No election commissioner willing to quit
The Election Commission (EC) Secretariat claimed that none of the election commissioners is willing to resign now while the three election commissioners, who earlier told reporters of their unwillingness to continue their job, remained silent. "They [election commissioners] do not have the attitude to resign from the posts. I talked to them," Secretary to the EC Secretariat Abdur Rashid Sarkar told reporters in his office. Directed by Chief Election Commissioner (CEC) MA Aziz, the EC secretariat in a press release yesterday termed 'baseless' the report run by a section of newspapers and electronic media that the election commissioners and the EC secretary were unwilling to discharge their duties.

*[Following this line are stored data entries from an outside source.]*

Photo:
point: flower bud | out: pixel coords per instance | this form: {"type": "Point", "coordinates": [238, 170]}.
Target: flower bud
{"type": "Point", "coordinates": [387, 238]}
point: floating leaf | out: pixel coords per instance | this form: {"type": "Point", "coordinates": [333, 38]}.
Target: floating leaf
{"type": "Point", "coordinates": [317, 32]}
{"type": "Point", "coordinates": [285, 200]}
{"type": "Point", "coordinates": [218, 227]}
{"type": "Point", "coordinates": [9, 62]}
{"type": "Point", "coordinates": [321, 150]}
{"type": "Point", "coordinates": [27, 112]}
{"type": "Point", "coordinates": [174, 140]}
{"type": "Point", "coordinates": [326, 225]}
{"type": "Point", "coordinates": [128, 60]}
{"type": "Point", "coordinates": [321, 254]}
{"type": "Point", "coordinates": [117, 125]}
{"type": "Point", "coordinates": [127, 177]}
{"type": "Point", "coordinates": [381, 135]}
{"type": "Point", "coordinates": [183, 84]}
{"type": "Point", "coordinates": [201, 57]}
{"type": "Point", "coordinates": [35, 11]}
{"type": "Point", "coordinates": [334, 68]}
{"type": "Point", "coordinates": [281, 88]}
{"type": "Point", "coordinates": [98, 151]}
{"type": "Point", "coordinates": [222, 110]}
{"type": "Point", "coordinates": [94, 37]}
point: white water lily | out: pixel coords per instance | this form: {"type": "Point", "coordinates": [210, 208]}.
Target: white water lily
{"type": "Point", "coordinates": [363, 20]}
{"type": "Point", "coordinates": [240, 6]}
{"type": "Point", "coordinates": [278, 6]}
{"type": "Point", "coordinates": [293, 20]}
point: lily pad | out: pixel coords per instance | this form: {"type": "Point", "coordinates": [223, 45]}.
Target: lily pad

The media published the report in a bid to create confusion, the release said. Terming the Election Commission a constitutional body, the EC secretariat urged all concerned to refrain from creating confusion through running reports that are not based on information. The three election commissioners -- Justice Mahfuzur Rahman, SM Zakaria and Mahmud Hasan Mansur -- who earlier told reporters that they were unwilling to continue the job amid the volatile political situation, yesterday declined to talk to journalists on the issue. Journalists sought appointment from the three election commissioners separately through their personal secretaries, but the personal secretaries said the commissioners would not talk to newsmen on the matter. -The Daily Star, November 16.